2. **Disable Extended Thinking**: If you don't need extended thinking for tool-calling workflows, disable it to avoid the format mismatch.
:::note
This limitation applies specifically to combining Anthropic's extended thinking with tool calls. Extended thinking works without tool calls, and tool calls work without extended thinking—the issue only occurs when using both features together via the Anthropic API.
:::
### Stateful Reasoning Models (GPT-5.2, etc.)
**Symptom:** Using a model that hides its reasoning (stateful/internal reasoning), and reasoning is not being preserved.
**Cause:** Some newer models (like GPT-5.2) keep their reasoning internal and don't expose it in the API response. Open WebUI can only preserve reasoning that is actually returned by the model.
**Behavior:** If the model returns a reasoning summary instead of full reasoning content, that summary is what gets preserved and sent back.
---
## Frequently Asked Questions
### Why is the thinking block showing as raw text?
If the model uses tags that are not in the default list and have not been configured in `reasoning_tags`, Open WebUI will treat them as regular text. You can fix this by adding the correct tags to the `reasoning_tags` parameter in the Model Settings or Chat Controls.
### Does the model see its own thinking?
**Yes.** Reasoning content is preserved and sent back to the model in both scenarios:
- **Within the same turn (during tool calls)**: **Yes**. When a model makes tool calls, Open WebUI preserves the reasoning content and sends it back to the API as part of the assistant message. This enables the model to maintain context about what it was thinking when it made the tool call.

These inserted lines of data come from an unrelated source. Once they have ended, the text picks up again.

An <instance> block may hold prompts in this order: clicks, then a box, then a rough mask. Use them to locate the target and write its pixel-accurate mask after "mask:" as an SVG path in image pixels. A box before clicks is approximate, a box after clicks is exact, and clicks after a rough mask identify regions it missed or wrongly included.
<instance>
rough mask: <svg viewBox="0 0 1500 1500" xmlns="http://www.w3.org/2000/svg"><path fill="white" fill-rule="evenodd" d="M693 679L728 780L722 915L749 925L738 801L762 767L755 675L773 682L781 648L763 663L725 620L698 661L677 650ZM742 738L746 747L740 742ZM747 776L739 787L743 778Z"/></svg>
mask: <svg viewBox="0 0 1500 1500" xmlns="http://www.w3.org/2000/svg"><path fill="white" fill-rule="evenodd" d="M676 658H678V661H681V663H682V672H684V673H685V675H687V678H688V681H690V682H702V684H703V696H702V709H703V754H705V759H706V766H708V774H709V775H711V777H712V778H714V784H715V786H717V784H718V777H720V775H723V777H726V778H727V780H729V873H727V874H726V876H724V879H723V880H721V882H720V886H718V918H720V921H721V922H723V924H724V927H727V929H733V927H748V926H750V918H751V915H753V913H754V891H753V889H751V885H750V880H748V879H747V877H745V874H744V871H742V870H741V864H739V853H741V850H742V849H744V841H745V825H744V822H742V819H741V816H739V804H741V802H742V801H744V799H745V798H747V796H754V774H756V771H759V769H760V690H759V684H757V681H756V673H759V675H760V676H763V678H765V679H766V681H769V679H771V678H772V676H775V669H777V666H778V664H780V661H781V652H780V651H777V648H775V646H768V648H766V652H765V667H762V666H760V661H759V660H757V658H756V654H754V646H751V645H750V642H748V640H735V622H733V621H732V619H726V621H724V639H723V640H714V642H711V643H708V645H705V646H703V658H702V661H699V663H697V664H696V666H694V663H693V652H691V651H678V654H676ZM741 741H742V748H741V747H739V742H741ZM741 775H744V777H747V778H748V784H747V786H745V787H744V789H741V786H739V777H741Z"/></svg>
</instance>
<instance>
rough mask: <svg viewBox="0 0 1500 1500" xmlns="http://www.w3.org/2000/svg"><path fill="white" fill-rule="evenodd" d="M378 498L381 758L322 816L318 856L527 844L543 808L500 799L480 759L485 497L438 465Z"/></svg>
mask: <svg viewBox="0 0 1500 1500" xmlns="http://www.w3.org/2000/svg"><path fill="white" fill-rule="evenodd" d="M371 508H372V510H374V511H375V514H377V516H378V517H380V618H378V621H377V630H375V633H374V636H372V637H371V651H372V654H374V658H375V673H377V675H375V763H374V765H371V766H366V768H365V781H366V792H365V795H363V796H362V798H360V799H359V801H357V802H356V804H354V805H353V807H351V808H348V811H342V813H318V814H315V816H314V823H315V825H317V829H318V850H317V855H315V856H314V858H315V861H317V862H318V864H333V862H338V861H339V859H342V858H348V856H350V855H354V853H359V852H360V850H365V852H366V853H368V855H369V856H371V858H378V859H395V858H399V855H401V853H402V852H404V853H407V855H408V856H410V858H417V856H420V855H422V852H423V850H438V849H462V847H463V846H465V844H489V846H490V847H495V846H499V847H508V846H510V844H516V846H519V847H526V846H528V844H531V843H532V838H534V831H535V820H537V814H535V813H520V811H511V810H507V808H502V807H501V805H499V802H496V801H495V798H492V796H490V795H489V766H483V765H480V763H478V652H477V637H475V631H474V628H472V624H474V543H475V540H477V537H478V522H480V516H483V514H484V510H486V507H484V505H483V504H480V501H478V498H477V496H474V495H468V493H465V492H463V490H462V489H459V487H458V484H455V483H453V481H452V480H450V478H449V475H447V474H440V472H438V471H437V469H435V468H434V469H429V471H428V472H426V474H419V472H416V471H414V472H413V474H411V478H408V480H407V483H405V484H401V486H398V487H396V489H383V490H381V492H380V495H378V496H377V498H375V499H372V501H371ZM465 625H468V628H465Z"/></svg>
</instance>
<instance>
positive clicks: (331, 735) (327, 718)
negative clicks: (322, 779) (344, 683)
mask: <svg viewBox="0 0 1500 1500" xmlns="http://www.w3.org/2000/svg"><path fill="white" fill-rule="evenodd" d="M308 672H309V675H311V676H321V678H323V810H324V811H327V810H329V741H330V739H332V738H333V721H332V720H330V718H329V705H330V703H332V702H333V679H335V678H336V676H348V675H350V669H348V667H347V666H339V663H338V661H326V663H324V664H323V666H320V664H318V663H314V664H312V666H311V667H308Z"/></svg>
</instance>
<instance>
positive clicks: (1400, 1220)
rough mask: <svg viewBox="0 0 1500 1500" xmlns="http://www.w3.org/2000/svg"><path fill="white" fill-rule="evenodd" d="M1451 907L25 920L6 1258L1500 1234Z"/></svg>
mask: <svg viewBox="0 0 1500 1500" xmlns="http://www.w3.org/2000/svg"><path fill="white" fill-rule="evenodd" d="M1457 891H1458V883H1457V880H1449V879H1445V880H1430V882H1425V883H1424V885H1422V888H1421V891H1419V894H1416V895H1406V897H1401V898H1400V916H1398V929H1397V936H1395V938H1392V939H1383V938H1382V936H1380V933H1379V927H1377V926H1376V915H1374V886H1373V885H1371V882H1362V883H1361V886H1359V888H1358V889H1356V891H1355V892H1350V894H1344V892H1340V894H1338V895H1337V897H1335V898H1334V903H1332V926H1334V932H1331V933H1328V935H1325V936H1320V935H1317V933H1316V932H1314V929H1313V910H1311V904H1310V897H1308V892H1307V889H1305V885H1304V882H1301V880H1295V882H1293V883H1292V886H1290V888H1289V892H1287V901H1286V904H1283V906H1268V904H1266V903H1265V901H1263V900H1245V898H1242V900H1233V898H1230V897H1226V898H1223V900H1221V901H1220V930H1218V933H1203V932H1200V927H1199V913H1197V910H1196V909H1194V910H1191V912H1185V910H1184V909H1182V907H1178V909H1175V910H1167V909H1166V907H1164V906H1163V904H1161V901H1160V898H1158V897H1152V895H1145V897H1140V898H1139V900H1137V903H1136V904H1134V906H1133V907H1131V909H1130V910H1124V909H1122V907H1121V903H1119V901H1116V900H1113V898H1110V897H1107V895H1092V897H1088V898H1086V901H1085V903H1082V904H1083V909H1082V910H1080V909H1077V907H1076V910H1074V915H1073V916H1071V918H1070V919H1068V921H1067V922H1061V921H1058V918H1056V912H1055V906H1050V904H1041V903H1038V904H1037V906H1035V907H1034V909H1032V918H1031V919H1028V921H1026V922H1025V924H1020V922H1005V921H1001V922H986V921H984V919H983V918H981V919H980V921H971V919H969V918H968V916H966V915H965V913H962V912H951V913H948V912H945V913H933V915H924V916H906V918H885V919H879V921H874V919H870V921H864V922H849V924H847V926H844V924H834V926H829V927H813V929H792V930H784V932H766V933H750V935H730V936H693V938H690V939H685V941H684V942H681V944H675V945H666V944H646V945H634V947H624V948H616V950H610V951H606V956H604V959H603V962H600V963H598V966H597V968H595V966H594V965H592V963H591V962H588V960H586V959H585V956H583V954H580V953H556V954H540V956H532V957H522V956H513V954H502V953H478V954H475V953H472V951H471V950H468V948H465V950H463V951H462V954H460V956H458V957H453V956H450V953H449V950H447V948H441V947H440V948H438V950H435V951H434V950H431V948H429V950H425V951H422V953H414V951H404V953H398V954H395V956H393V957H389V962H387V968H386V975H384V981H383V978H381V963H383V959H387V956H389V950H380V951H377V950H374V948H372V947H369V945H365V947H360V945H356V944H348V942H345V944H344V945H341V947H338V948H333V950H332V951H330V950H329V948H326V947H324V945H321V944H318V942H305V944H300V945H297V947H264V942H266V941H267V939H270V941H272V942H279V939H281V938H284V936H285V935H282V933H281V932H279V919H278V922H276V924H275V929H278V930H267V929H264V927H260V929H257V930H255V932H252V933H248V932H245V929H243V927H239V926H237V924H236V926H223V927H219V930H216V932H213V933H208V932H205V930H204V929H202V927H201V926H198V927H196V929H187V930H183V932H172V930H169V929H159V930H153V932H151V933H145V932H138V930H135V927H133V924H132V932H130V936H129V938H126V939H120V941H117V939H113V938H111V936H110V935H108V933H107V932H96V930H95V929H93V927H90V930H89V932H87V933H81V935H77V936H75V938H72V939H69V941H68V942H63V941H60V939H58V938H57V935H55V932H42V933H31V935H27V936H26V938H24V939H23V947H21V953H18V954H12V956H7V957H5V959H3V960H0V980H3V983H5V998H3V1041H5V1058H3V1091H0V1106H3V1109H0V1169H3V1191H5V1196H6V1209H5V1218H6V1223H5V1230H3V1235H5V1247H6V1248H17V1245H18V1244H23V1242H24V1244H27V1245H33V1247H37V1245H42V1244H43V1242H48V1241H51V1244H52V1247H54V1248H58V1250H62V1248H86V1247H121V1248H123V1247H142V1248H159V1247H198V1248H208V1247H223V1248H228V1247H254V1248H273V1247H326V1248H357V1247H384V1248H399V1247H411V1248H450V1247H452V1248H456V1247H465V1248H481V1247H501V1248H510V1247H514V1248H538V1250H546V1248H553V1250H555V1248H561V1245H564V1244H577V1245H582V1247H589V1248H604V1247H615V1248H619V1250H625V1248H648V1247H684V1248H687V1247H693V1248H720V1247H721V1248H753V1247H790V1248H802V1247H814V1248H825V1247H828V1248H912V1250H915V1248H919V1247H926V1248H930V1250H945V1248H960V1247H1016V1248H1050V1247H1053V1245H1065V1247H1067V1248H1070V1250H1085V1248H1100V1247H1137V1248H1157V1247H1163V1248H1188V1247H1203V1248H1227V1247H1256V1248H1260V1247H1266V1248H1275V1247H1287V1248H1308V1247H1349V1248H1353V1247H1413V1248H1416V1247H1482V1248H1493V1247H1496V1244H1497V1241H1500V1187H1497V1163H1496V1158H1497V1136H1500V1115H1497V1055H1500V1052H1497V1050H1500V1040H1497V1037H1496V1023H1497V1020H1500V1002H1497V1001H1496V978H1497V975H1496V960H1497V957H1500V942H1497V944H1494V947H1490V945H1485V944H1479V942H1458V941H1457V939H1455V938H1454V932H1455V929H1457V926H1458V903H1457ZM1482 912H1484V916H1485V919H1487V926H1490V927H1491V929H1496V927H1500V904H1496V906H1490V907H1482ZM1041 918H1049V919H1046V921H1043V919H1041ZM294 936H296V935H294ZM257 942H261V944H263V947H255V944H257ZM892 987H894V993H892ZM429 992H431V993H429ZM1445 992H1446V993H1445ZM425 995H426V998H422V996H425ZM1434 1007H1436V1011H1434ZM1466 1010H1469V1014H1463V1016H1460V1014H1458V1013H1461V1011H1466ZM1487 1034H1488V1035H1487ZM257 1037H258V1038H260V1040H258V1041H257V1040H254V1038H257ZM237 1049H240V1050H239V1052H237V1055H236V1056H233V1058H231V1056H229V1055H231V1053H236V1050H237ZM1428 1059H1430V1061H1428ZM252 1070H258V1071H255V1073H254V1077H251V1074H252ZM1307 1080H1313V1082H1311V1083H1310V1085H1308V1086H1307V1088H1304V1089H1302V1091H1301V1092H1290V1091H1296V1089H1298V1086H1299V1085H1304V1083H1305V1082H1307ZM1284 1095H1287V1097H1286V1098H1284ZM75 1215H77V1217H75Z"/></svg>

- **Across different turns**: **Yes**. When building messages for subsequent requests, Open WebUI serializes reasoning content from previous turns with its original tags (e.g., `<think>...</think>`) and includes it in the assistant message's `content` field. This allows the model to reference its previous reasoning throughout the conversation.
### How is reasoning sent during tool calls?
When tool calls are involved, reasoning is serialized as text with its original tags and included in the assistant message's `content` field. For example:
```
<think>Let me search for the current weather...</think>
```
This text-based format works with most OpenAI-compatible providers. However, some providers (like Anthropic) may expect structured thinking content blocks in a specific format—Open WebUI currently uses text-based serialization rather than provider-specific structured formats.